Trachoma is still considered a leading cause of preventable blindness in sub-Saharan Africa especially in countries that have poor environmental sanitation, inadequate water supply and poor socio-economic status like Ethiopia [6,7].

The national survey (2007) of Ethiopia showed a prevalence of 40.1% active trachoma among children aged 1-9 years [7]. Amhara region had the highest prevalence of active trachoma among children aged 1-9 years (62.6%) [8]. The high burden of trachoma in the Amhara region calls for collecting a further District-specific data and comprehensive efforts to evaluate the risk factors of trachoma for designing and expanding effective intervention programs even if only limited studies were conducted previously.
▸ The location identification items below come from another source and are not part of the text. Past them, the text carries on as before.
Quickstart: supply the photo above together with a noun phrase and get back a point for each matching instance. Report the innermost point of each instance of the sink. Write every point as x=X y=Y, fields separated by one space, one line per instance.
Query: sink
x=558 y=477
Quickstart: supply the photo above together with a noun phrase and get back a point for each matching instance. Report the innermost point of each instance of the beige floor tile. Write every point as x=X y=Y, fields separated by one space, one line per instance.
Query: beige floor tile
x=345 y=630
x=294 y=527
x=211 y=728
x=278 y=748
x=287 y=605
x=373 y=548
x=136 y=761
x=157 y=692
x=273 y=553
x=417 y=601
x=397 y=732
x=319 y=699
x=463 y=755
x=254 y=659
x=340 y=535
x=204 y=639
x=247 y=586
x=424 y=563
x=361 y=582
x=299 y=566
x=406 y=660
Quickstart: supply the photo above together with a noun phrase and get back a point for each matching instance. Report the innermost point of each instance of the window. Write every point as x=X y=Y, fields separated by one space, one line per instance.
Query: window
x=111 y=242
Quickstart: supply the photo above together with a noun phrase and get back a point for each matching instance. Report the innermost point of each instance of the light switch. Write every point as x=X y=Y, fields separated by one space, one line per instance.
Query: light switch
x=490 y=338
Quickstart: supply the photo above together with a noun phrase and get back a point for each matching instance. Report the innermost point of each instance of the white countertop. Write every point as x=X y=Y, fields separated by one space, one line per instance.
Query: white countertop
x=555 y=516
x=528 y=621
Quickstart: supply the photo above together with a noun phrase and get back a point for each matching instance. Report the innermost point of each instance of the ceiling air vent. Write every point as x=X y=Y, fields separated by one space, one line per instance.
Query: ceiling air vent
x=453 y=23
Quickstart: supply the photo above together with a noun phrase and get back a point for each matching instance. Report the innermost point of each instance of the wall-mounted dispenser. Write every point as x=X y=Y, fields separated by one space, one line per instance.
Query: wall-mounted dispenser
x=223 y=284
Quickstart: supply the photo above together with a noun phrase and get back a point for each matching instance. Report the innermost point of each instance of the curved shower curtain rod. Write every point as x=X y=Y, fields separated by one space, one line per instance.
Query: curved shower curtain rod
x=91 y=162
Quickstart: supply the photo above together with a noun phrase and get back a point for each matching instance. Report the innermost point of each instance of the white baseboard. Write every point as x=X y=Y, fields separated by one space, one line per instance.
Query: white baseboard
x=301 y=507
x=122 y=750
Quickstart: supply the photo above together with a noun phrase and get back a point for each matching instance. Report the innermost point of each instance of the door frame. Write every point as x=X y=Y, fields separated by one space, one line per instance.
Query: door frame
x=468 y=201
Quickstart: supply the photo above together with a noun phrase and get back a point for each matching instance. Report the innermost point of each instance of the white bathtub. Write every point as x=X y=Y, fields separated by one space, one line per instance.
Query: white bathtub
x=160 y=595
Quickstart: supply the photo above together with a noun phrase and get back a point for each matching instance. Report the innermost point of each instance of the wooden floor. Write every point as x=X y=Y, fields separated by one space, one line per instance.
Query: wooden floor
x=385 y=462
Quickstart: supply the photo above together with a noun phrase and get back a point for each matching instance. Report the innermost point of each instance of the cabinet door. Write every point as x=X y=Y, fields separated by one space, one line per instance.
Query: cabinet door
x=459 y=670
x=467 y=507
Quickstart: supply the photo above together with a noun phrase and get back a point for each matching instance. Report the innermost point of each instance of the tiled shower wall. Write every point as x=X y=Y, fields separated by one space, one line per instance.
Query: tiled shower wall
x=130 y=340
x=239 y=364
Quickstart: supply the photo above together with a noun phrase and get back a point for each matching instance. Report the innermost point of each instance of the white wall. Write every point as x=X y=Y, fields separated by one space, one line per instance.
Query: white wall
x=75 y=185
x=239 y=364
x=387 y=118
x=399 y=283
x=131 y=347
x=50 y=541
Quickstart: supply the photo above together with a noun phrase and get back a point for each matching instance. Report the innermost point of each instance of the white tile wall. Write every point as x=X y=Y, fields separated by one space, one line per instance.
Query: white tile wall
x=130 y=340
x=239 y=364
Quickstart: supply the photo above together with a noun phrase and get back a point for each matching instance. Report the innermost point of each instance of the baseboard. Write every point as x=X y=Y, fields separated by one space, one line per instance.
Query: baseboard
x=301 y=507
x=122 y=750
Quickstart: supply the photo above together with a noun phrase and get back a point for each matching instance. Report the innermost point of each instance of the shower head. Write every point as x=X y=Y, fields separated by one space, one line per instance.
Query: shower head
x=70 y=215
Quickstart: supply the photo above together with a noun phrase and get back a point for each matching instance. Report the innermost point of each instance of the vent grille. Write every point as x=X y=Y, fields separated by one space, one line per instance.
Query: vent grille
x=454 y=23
According to 2003 Lions-Carter Center sight first initiative base line survey result at Gondar zuria woreda the prevalence of active trachoma (TF) in children 1-9 year was 76.5% and percent of children with clean face was 35.4.% [9].

Although trachomatous blindness is untreatable, it is eminently possible to prevent and the World Health Organization promotes the use of the SAFE strategy. Surgery, addresses the needs of people at imminent risk of blindness. Antibiotics particularly Zithromax is used against active disease by treating infection in individuals and suppressing transmission in the community or to eliminate an individual's C. trachomatis infection. Face Washing, breaks the cycle of reinfection and prevents transmission of disease, especially among children. Environmental Improvement, used to reduce the risk of infection/re infection. Behavioral change and environmental improvements are cornerstones of prevention efforts [1,6].

Trachoma is endemic in 48 countries mostly in Africa and the Middle East, although a few countries in the Americas and Asia are also affected. Approximately 84 million people are affected by active trachoma. More than 10 million people are at immediate risk for blindness from trichiasis. Although trachoma is easily preventable, the disease already has blinded more than 7 million people [10].

The WHO identified a simplified grading system with five stages in the development of trachoma. The key trachoma indicator stages are Trachomatous Inflammation-follicular (TF) and Trachomatous Trichiasis (TT) [1,10].

The Carter Center Ethiopia and the woreda have involved in implementing SAFE strategy to control trachoma at Gondar zuria woreda since 2004. Zithromax mass treatment had given three times in annual basis for all kebeles population [9].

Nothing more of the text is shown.